Overview
Myoclonic epilepsy with ragged red fibers (MERRF) is a mitochondrial encephalomyopathy characterized by myoclonus, epilepsy, and ragged-red fibers on muscle biopsy, resulting from mitochondrial DNA mutations affecting tRNA function 1.Diagnosis
Clinical Features: Myoclonus, epilepsy, progressive neurological decline 1.
Muscle Biopsy: Presence of ragged-red fibers indicative of mitochondrial dysfunction 1.
Genetic Testing: Identification of mitochondrial DNA mutations, particularly A8344G in tRNA(Lys) 1.
Imaging: MRI may show characteristic changes in brain morphology 1.Management
Symptomatic Treatment: Anticonvulsants for seizure control (e.g., valproate, levetiracetam) 1.
Supportive Care: Physical and occupational therapy to manage motor deficits 1.
Dietary Management: No specific dietary recommendations based on current evidence 1.Special Populations
Pregnancy: Limited data; close monitoring required due to potential for maternal and fetal complications 1.
Pediatrics: Early intervention with multidisciplinary support crucial for managing developmental delays 1.

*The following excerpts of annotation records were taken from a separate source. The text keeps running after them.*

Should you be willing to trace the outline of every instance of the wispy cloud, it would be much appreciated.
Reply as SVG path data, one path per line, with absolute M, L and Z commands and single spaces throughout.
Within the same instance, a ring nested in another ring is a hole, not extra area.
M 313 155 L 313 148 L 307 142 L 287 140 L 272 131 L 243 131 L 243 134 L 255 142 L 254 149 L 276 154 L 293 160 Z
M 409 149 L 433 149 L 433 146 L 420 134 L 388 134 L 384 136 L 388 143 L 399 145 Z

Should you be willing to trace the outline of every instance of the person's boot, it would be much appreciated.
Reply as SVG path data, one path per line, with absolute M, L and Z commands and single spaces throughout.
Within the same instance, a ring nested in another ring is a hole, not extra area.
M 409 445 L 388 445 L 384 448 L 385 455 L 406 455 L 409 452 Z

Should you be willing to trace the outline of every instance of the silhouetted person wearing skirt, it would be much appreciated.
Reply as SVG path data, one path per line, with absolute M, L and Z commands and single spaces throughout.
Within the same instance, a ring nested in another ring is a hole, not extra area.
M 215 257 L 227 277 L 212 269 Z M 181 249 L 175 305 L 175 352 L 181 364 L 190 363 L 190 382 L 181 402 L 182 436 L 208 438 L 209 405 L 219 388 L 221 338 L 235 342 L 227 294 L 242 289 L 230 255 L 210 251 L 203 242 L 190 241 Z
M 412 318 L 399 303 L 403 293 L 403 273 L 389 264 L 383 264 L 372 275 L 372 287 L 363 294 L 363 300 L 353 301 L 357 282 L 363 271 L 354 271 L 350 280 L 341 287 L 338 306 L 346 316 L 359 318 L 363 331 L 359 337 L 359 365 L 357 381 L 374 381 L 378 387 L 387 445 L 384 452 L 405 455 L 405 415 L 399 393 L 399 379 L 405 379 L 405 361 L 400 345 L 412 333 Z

Elderly: Focus on palliative care and symptom management as disease progresses 1.
Comorbidities: Management tailored to individual comorbidities with caution due to potential drug interactions 1.Key Recommendations
Genetic Testing for Diagnosis: Confirm diagnosis through genetic testing for mitochondrial DNA mutations, particularly in tRNA(Lys) 1 (Evidence: Strong).
Anticonvulsant Therapy for Seizures: Initiate anticonvulsants to control seizures, considering individual patient response and side effects 1 (Evidence: Moderate).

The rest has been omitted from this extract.